Essa visão, ainda que em parceria com a direção de arte de Thales Junqueira (Bacurau, de 2019, e Baby, de 2025), a fotografia de Azul Serra (Senna, de 2024) e a montagem de Germano de Oliveira (O Melhor Amigo, de 2025), não deixam de vir da presença de Esmir. A colaboração entre os departamentos permite que a sua visão saia do papel e ganhe forma. A integração da ideia do cineasta com a composição visual do resultado de Homem com H é encantadora. Seja no real dos momentos mais duros da vida de Ney, no sensível dos seus dramas pessoais ou no fantástico dos amores e de suas performances, o longa entrega um resultado visual verdadeiramente interessante e fora da curva.
Outro acerto do longa é seu elenco. Seja com a sutileza e potência de Hermila Guedes (Cangaço Novo, de 2023) e Rômulo Braga (Maria e o Cangaço, de 2025) como os pais de Ney, ou com a doçura e o fervor de Bruno Montaleone (O Lado Bom de Ser Traída, de 2023) e Jullio Reis (S.O.S. Mulheres ao Mar 2, de 2015) como alguns dos maiores amores do cantor, os intérpretes do filme honram a obra e a história. Tudo isso orbitando a entrega assustadoramente fiel de Jesuíta Barbosa (A Filha do Palhaço, de 2022) ao viver nas telonas a estrela de Homem com H.

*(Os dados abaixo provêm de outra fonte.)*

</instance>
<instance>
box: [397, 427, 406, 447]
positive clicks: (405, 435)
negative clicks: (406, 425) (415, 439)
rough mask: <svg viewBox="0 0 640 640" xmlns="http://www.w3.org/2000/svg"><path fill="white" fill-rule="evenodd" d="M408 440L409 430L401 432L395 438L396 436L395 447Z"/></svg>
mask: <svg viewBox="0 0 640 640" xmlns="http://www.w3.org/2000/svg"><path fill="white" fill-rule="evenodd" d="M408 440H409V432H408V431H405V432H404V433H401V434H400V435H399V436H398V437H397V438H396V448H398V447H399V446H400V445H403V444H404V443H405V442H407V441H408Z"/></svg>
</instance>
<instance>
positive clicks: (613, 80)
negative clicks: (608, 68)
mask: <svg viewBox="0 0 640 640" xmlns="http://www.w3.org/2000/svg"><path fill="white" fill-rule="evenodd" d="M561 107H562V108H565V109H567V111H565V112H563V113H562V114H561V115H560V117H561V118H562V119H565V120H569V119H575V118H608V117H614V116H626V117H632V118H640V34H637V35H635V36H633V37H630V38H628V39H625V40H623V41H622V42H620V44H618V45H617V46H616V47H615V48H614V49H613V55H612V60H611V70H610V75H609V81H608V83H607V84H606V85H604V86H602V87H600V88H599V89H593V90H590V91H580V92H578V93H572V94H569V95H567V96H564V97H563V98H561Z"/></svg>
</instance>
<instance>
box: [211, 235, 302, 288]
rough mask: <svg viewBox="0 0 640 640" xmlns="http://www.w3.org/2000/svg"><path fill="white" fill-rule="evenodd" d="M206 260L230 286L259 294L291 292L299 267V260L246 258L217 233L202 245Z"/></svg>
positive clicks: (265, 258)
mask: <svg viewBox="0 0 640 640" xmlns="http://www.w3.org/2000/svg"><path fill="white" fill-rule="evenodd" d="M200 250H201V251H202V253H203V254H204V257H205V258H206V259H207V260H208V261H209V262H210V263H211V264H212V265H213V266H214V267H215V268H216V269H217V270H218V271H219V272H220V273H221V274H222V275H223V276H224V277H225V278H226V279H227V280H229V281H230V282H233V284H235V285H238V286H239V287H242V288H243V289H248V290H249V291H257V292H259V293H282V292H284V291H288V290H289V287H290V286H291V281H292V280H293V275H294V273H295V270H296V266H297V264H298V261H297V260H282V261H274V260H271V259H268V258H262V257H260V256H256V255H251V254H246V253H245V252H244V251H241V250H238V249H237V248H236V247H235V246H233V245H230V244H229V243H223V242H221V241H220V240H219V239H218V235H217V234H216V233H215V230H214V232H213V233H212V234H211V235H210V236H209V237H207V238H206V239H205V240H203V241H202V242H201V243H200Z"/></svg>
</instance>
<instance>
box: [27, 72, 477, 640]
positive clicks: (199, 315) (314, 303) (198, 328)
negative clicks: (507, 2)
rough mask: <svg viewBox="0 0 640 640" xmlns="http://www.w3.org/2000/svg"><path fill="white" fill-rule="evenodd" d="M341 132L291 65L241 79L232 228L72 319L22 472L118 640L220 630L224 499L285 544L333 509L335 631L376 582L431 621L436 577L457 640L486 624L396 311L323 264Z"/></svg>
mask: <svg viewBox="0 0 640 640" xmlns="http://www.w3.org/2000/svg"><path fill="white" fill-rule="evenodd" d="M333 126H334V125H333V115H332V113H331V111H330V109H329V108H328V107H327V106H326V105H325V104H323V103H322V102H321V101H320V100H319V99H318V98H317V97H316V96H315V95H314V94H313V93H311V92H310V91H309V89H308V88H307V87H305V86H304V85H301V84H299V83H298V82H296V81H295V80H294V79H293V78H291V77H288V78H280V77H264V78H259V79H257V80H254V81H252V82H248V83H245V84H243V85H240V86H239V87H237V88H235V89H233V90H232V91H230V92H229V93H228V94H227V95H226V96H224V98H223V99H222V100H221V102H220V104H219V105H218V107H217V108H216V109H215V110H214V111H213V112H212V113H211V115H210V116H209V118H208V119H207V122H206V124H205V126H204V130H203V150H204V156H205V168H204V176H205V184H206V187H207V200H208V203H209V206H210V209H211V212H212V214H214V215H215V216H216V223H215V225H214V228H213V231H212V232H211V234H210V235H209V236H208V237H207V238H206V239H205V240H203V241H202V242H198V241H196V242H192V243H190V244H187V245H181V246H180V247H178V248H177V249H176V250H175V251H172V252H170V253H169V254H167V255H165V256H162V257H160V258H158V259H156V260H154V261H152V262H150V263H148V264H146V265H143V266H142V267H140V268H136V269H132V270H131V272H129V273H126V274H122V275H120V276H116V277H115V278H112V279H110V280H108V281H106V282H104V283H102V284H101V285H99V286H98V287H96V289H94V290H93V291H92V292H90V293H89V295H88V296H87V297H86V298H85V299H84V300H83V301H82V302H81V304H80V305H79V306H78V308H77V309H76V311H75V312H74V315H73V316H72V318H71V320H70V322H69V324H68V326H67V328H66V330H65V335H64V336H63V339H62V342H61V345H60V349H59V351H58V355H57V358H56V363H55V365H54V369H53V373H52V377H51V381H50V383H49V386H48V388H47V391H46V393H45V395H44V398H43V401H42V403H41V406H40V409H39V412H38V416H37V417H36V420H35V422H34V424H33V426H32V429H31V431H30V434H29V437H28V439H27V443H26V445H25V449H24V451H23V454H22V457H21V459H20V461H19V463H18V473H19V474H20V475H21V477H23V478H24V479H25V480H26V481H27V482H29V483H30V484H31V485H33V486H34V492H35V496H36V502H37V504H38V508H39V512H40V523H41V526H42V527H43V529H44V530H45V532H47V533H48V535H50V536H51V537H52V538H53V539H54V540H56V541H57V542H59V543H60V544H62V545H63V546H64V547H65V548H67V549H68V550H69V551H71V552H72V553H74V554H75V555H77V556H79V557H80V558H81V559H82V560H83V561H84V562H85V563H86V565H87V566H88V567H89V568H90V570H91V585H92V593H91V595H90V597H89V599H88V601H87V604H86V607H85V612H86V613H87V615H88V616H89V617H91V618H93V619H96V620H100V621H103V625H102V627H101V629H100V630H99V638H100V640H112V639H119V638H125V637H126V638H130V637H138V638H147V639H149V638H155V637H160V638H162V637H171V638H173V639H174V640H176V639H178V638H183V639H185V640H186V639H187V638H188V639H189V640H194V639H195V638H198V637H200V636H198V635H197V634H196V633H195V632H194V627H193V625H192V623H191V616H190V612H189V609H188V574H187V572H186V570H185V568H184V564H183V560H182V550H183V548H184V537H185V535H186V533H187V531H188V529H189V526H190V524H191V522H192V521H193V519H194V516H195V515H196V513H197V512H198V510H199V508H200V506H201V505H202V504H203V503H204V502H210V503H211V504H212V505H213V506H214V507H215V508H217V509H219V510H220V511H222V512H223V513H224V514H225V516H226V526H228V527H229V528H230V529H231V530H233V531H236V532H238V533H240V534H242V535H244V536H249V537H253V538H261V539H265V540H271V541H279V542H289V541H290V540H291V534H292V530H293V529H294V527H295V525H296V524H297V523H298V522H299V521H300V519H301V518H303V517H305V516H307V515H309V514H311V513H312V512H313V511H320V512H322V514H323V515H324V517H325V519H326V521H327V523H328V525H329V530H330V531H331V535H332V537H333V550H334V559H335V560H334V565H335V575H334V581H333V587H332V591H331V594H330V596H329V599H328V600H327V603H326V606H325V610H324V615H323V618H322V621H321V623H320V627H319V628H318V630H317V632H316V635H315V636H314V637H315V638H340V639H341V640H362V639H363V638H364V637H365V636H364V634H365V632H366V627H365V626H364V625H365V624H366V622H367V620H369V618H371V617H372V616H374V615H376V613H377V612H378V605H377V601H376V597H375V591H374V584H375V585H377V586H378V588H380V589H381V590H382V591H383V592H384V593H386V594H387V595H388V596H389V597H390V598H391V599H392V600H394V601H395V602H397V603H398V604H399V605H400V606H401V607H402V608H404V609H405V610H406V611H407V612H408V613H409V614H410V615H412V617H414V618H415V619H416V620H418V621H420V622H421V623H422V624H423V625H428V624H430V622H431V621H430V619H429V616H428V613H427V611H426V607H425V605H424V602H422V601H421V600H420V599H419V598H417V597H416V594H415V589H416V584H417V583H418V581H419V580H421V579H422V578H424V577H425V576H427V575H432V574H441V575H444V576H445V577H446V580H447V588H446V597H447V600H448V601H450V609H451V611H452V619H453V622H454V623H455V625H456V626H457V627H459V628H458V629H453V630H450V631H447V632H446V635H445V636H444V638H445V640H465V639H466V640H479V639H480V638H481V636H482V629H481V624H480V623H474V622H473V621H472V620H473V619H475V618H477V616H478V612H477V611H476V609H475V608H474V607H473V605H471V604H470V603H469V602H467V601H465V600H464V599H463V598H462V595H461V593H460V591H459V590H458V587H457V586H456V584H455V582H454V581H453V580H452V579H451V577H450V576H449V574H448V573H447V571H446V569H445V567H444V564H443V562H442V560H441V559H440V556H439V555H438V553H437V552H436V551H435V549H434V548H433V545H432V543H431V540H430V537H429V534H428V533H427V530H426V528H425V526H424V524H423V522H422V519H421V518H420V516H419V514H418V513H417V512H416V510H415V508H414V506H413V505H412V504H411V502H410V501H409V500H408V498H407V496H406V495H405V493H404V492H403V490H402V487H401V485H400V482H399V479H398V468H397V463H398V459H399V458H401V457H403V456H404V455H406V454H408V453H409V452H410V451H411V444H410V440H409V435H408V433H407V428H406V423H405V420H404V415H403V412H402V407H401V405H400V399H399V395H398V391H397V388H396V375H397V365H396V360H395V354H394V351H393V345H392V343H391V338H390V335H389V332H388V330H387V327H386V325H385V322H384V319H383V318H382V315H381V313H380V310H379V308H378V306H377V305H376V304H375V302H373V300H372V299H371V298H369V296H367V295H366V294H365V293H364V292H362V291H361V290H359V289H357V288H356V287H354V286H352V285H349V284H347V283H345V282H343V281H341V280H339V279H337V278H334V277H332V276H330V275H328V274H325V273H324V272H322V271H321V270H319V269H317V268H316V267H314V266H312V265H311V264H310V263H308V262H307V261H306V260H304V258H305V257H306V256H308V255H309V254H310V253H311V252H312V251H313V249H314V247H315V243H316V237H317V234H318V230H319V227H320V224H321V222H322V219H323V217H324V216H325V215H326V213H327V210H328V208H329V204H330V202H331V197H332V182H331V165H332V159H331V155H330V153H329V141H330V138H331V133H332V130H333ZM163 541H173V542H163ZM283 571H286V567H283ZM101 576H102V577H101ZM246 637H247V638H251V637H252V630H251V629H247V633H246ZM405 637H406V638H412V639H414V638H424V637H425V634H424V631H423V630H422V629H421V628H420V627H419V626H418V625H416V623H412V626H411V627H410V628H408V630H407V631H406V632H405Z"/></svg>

Os trejeitos, os olhares penetrantes e a intensidade nos palcos são entregues por Jesuíta em cada uma das semanas desde seus primeiros minutos de filme. Ao longo da sua jornada como Ney, ele parece crescer em cena ao mesmo tempo que seu personagem amadurece como adulto. Talvez Homem com H seja um dos papeis mais interessantes da carreira do ator por colocá-lo numa situação onde a potência, a sutileza e a peculiaridade andam juntos e representam os tantos Neys que existem.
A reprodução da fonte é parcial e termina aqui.